TAMs and PMN-MDSCs obstruct tumor infiltration by CD8⁺ cytotoxic T cells ^{5, 37, 46}. To assess if this mechanism was hampered by p38i, we analyzed tumor infiltration by CD8⁺ T cells. Staining tumor sections for CD8A, the alpha-chain of the CD8 molecule expressed by cytotoxic T cells, showed a significant increase in CD8⁺ T cells in tumors of p38i-treated mice compared to the untreated counterparts (Fig. 4E–F). These data indicated that blockade of p38 increased tumor influx by CD8⁺ T cells.
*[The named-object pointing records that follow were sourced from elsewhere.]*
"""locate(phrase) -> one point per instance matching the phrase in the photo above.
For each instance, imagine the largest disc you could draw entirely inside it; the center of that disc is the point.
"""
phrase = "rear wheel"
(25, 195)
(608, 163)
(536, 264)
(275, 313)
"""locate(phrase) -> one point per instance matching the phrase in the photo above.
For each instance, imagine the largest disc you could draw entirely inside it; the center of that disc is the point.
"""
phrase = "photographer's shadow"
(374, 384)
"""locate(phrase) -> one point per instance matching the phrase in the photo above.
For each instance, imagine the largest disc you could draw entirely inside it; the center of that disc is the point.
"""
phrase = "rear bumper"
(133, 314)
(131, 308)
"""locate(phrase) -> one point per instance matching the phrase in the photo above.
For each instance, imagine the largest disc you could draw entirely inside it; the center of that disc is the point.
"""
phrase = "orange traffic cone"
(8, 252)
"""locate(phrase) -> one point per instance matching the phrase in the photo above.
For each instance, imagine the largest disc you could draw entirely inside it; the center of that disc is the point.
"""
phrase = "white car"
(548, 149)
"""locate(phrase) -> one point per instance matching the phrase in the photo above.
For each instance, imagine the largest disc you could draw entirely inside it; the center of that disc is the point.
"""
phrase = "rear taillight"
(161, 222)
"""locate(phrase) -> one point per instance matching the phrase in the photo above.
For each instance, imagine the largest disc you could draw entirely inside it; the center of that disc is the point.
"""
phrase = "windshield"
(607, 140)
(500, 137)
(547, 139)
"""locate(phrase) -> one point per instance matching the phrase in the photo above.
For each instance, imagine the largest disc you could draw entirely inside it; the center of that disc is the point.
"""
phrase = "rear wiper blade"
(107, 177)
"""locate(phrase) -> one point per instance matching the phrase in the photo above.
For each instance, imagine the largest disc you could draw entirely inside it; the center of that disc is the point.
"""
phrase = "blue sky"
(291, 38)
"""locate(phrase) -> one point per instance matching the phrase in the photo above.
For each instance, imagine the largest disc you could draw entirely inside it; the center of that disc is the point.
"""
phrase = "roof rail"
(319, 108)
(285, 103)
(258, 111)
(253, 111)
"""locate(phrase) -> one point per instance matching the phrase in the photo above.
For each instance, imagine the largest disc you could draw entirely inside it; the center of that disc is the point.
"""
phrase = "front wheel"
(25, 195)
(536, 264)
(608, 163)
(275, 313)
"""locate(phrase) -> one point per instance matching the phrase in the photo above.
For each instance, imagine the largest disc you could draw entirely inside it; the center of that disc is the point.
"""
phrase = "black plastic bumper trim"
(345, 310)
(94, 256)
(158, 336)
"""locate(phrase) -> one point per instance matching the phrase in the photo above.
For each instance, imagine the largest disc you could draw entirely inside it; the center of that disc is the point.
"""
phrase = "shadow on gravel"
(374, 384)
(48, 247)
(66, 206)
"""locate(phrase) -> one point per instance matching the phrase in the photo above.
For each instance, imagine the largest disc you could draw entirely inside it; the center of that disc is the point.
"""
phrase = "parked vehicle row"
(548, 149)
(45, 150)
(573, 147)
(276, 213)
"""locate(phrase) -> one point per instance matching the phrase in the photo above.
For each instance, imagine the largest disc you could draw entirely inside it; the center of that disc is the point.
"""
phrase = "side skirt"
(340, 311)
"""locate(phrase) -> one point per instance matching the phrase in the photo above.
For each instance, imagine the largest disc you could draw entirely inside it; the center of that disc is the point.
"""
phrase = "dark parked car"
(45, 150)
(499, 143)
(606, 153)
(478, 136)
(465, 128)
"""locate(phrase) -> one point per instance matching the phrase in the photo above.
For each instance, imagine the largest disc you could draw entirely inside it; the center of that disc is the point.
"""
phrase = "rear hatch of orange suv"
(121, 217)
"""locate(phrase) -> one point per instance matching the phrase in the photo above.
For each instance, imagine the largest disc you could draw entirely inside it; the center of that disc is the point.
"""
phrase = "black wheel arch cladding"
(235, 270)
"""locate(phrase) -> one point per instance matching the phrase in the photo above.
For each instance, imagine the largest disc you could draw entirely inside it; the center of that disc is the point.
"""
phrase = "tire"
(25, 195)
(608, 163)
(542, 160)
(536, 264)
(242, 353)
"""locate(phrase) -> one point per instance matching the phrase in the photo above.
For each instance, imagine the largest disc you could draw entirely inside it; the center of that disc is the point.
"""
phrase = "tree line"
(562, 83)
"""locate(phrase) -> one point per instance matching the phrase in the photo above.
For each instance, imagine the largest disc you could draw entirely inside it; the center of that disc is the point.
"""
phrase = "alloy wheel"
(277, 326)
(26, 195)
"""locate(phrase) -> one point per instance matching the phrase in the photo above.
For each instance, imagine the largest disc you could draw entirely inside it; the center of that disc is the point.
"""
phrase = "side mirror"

We further explored the significance of the CD163 and CD8A markers in BC by analyzing expression data using the Oncomine tool. Analysis of the BC stroma dataset ³² showed a significant increase in the level of both markers in the BC-associated stroma compared to the normal breast stroma (Suppl. Fig. 4A), although disease recurrence was associated with a lower level of CD8A and a higher level of CD163 (Suppl. Fig. 4B). We hypothesized that the expression ratio of CD163 and CD8A may serve as a better prognostic indicator of patient survival. This hypothesis was tested in the context of recurrence-free survival (RFS) in BC patients (n=5,143) using an online tool for a Kaplan-Meier estimator ²⁹. We found a significant association of a high CD163/CD8A expression ratio with disease recurrence (Fig. 4G). Then, the CD163/CD8A ratio was examined in the context of metastasis-free survival using a dataset of 295 BC patients ³⁰ and a prognostic PROGgeneV2 tool ³¹ (Suppl. Fig. 4C). The data showed that a high CD8A/CD163 ratio correlates with a better prognosis for disease recurrence and MFS. Thus, p38 blockade enhanced tumor infiltration by CD8⁺ T cells, while reducing the influx of pro-tumor CD163⁺ TAMs, suggesting a novel strategy to enhance the tumor influx of CD8⁺ T cells for an improved clinical outcome.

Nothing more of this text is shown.